Emsal Mahkeme Kararı Bursa 1. Asliye Ticaret Mahkemesi 2021/173 E. 2022/32 K. 18.01.2022 T.

Görüntülediğiniz mahkeme kararı kesinleşmiş bir karardır.

……
TÜRK MİLLETİ ADINA
T.C.
BURSA
1. ASLİYE TİCARET MAHKEMESİ GEREKÇELİ KARAR
ESAS NO : 2021/173 Esas
KARAR NO : 2022/32

HAKİM : ……
KATİP : ……

DAVACI : ……
VEKİLİ : Av. ……
DAVALI ……

DAVA : İtirazın İptali (Ticari Satımdan Kaynaklanan)
DAVA TARİHİ : 17/02/2021
KARAR TARİHİ : 18/01/2022
GEREKÇELİ KARARIN
YAZILDIĞI TARİH : 18/01/2022

Mahkememizde görülmekte olan İtirazın İptali (Ticari Satımdan Kaynaklanan) davasının yapılan açık yargılaması sonunda,
GEREĞİ DÜŞÜNÜLDÜ:
Davacı vekili dava dilekçesinde ; Müvekkil ile borçlu arasında ticari alım satımdan kaynaklanan bir borç ilişkisi
bulunduğu. Müvekkil bir çok kez bu borcun ödenmesi için karşı taraf ile iletişime geçse
de bir karşılık alamadığı. Bu sebeple müvekkilimiz tarafından davalı borçlu aleyhine cari
hesaba dayalı takibe başlanmış olup, Bursa 16. İcra Müdürlüğüne başvurarak borçluya
ödeme emri gönderdiği. Bu ödeme emrine karşın borçlu taraf itirazda bulunarak itiraz ettiği kısım bakımından borcu olmadığı iddiası ile takibin durmasına neden olduğu Borçlunun itirazı ve bu itirazı dayandırdığı gerekçeleri hukuki dayanaktan yoksun olup
tamamen takibi uzatmaya yönelik olduğu. Şöyle ki; Davalı taraf, borcun tamamından sorumlu olduğu. Ticari iş gereği satın aldığı mallar karşılığında karşı taraf, müvekkil firmaya gerekli ödemeyi yapmadığı. Bu borcun bir
kısmının varlığını inkar ettiği. Fakat mevcut borç ilişkisine ait faturalar bulunduğu, borçlu tarafın defterleri incelendiği takdirde borçlu tarafın beyanlarının doğru olmadığını ispatladığı. İşbu davanın yargılama aşamalarında sayın mahkemeniz tarafından gerekli
görüldüğü takdirde sunulacak olduğu.

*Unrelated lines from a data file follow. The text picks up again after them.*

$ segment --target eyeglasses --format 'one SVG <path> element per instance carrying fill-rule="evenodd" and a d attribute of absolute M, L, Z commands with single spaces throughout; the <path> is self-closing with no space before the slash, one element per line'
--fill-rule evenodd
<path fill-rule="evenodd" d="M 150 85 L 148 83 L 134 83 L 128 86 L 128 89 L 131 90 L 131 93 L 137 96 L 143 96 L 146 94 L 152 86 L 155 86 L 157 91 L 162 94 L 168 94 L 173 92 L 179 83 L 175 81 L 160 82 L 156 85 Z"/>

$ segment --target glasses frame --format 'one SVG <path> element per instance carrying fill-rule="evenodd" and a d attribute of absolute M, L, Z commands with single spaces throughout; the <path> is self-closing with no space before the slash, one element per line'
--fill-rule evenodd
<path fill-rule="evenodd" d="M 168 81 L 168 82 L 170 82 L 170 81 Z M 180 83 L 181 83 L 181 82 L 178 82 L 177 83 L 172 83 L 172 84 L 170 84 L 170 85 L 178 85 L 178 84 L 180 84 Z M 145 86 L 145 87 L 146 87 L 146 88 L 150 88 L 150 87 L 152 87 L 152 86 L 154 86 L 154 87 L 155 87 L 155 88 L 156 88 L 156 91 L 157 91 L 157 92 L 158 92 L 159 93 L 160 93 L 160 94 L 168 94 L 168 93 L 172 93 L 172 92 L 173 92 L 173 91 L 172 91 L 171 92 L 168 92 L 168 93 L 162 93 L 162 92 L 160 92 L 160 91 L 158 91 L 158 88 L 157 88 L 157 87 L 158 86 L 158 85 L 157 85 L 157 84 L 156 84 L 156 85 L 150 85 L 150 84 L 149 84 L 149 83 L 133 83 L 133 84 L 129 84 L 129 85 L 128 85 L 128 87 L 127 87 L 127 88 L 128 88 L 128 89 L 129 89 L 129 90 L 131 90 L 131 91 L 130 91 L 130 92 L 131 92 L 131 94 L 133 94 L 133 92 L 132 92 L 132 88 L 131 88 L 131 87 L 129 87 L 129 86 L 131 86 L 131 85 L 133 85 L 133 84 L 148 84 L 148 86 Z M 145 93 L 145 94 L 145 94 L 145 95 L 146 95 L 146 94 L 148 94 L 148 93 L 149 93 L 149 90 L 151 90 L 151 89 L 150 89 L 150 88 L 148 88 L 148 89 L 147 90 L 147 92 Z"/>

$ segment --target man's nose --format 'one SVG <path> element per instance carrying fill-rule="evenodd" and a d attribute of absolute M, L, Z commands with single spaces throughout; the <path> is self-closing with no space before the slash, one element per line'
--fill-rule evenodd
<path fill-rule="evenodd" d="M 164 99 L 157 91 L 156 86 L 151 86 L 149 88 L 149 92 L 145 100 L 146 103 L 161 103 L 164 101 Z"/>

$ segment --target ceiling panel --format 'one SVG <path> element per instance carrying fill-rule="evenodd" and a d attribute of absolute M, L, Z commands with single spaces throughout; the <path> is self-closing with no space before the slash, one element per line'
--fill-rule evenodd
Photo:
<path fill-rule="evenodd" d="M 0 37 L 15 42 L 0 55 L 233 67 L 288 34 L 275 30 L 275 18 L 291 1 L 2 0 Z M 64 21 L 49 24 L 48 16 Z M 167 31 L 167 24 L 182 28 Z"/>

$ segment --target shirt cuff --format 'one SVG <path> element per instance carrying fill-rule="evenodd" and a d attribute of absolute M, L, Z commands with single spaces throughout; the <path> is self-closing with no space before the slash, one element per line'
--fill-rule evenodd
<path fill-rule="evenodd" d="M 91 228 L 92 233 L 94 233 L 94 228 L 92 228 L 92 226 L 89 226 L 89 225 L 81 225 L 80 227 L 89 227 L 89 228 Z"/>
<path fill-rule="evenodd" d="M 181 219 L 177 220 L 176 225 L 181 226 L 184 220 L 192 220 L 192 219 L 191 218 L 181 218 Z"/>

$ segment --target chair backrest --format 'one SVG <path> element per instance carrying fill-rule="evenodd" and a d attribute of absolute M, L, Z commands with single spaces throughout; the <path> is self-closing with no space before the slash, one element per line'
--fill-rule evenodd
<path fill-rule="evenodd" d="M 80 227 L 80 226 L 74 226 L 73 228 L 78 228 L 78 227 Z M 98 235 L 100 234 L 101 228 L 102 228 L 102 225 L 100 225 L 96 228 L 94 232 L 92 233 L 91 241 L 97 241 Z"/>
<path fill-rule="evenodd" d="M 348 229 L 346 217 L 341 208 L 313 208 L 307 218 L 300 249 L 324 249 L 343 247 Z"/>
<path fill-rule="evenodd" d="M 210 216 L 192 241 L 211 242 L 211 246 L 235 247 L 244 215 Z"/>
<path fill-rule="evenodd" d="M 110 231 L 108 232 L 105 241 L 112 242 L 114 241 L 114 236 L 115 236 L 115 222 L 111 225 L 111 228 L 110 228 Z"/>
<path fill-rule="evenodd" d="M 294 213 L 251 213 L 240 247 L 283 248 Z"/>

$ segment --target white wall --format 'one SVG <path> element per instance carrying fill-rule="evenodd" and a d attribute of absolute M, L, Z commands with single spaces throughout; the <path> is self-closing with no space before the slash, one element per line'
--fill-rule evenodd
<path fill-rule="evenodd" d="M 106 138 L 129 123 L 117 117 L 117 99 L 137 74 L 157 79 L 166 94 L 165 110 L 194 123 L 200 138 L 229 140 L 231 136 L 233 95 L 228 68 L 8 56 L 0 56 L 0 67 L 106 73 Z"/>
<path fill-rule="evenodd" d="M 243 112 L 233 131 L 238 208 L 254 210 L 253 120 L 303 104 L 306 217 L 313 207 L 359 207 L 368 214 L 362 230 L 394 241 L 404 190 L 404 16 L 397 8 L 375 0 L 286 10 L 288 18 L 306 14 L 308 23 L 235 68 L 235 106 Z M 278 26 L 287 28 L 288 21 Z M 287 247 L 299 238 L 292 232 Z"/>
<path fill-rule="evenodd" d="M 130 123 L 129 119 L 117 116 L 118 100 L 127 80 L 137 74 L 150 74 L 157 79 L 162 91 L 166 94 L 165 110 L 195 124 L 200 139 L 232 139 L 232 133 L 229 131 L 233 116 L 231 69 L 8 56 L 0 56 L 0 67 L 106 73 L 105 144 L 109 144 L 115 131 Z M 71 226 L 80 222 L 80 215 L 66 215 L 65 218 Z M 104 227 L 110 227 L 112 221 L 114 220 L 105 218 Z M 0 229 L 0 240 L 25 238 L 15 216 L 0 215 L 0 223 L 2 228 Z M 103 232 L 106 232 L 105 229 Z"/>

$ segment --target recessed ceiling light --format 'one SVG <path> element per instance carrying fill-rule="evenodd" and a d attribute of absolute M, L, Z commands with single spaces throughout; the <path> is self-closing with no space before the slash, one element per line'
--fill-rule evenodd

Bu açıklamalarımız doğrultusunda, davalıların iddiaları tamamen sorumluluktan kaçma amacıyla yapıldığı. İcra takibine yapılan itiraz, haksız, hukuki dayanaktan yoksun ve
tamamen takibi durdurmaya yönelik olduğu. Dava şartı gereği arabulucuya başvurulmuş olup 2021/2087 numaralı arabuluculuk dosyamız anlaşamama ile sonuçlandığı. Bu nedenlerle itirazın iptalini talep etme zarureti
doğduğu. Şeklinde beyanda bulunarak
Açıklanan bu nedenlerle; davamızın kabulüne, bursa 16. İcra Müdürlüğü’nün
2019/… esas numaralı dosyasına yapılan kötü niyetli itirazın iptaline, itiraza uğrayan tüm alacaklar yönünden takibin kaldığı yerden devamına, haksız ve kötü niyetle itiraz eden borçlu aleyhine alacağın %20 sinden az olmamak üzere icra inkâr tazminatına hükmedilmesine, yargılama giderleri ile vekâlet ücretinin davalı taraf üzerinde
bırakılmasına karar verilmesini talep ve dava etmiştir.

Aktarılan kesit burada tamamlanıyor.